In 2002, Algeria signed an Association Agreement with the European Union in Valencia, Spain. It came into force on 1 September 2005. This trade agreement forms part of the EU-driven "Barcelona process", which aims to convert the Mediterranean basin in a giant free trade zone, under the EU’s dominant sphere of influence, by 2017. (The European Free Trade Association — Iceland, Lichtenstein, Norway and Switzerland — also wants an FTA with Algeria.)
In parallel, Algeria is being primed by Washington for a US FTA. This is part of the US’ own plan to create a US-Middle East free trade area, which would extend into the Maghreb, by 2013. Algeria already signed a Trade and Investment Framework Agreement with Washington, a preliminary step towards a US FTA, in 2001.
For its part, the Algerian government has signed a free trade agreement with neighbouring Tunisia, has been a candidate member of the Greater Arab Free Trade Area and would like to secure FTAs with the West African Monetary Union and Iran.
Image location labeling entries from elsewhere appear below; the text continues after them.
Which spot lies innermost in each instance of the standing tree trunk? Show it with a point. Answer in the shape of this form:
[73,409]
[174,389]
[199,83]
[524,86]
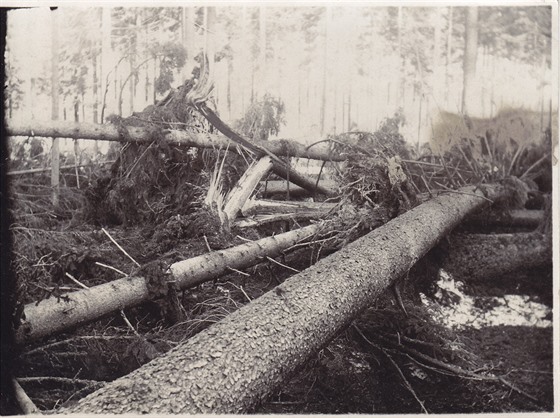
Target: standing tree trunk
[105,57]
[55,151]
[468,100]
[448,53]
[237,362]
[262,78]
[328,14]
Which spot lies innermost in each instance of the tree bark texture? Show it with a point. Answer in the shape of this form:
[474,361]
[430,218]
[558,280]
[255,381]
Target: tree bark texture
[476,257]
[279,187]
[235,363]
[283,147]
[73,309]
[270,207]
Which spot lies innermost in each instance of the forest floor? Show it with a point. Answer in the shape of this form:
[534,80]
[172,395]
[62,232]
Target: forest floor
[352,377]
[356,373]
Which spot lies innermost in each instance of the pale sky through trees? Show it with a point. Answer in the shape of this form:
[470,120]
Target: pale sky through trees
[336,68]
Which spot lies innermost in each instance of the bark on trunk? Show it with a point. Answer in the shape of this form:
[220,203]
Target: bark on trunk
[245,186]
[269,207]
[73,309]
[61,129]
[476,257]
[235,363]
[277,187]
[260,220]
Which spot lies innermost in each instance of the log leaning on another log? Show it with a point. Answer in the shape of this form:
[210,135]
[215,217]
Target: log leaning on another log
[55,315]
[235,363]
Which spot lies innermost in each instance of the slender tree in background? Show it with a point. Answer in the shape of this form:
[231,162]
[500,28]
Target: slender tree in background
[328,14]
[55,152]
[448,51]
[469,59]
[210,35]
[261,81]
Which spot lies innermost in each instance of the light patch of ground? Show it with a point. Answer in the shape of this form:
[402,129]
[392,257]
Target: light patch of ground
[477,312]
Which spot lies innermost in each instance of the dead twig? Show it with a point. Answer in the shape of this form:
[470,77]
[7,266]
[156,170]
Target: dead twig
[120,248]
[282,265]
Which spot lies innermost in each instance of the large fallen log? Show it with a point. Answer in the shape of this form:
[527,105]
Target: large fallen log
[270,207]
[55,315]
[280,187]
[61,129]
[235,363]
[475,257]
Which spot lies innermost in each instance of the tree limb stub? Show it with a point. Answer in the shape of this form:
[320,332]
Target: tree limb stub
[238,196]
[235,363]
[54,315]
[109,132]
[280,167]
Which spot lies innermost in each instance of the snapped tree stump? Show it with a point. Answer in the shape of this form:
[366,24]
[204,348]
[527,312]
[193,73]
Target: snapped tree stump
[238,361]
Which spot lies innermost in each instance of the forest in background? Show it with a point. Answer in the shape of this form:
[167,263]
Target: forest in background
[180,242]
[330,68]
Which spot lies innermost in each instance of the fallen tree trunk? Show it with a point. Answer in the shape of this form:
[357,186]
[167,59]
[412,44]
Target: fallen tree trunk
[280,187]
[235,363]
[269,207]
[475,257]
[259,220]
[73,309]
[61,129]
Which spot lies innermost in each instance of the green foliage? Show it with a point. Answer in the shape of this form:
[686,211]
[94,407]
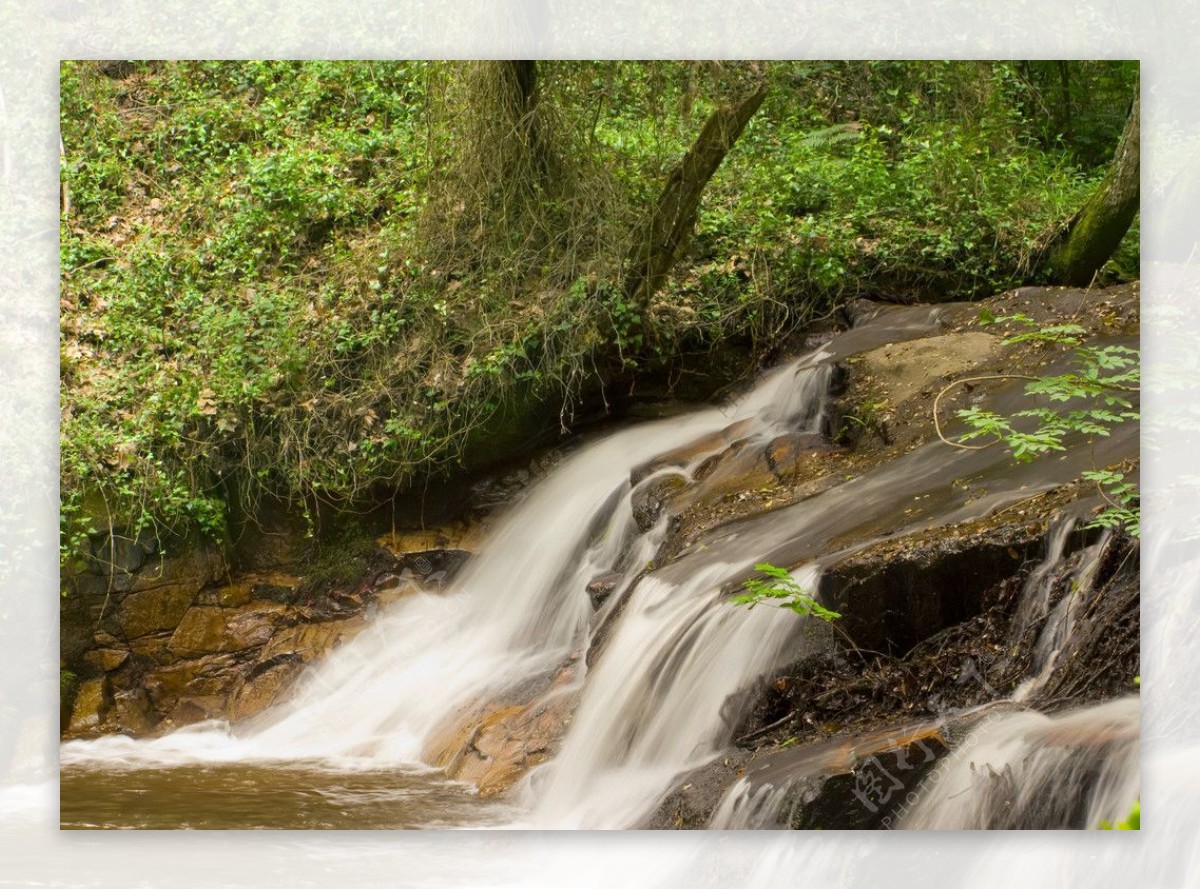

In December 2008, the government announced its decision to fully enter GAFTA on 2 January 2009, raising the ire of the business sector. The corporate chiefs felt unconsulted and bound to lose to the influx of cheaper goods from other Arab countries. Some even threatened to outsource production to other GAFTA states and export to Algeria instead of producing in Algeria. Algeria is currently in the process of joining the World Trade Organization.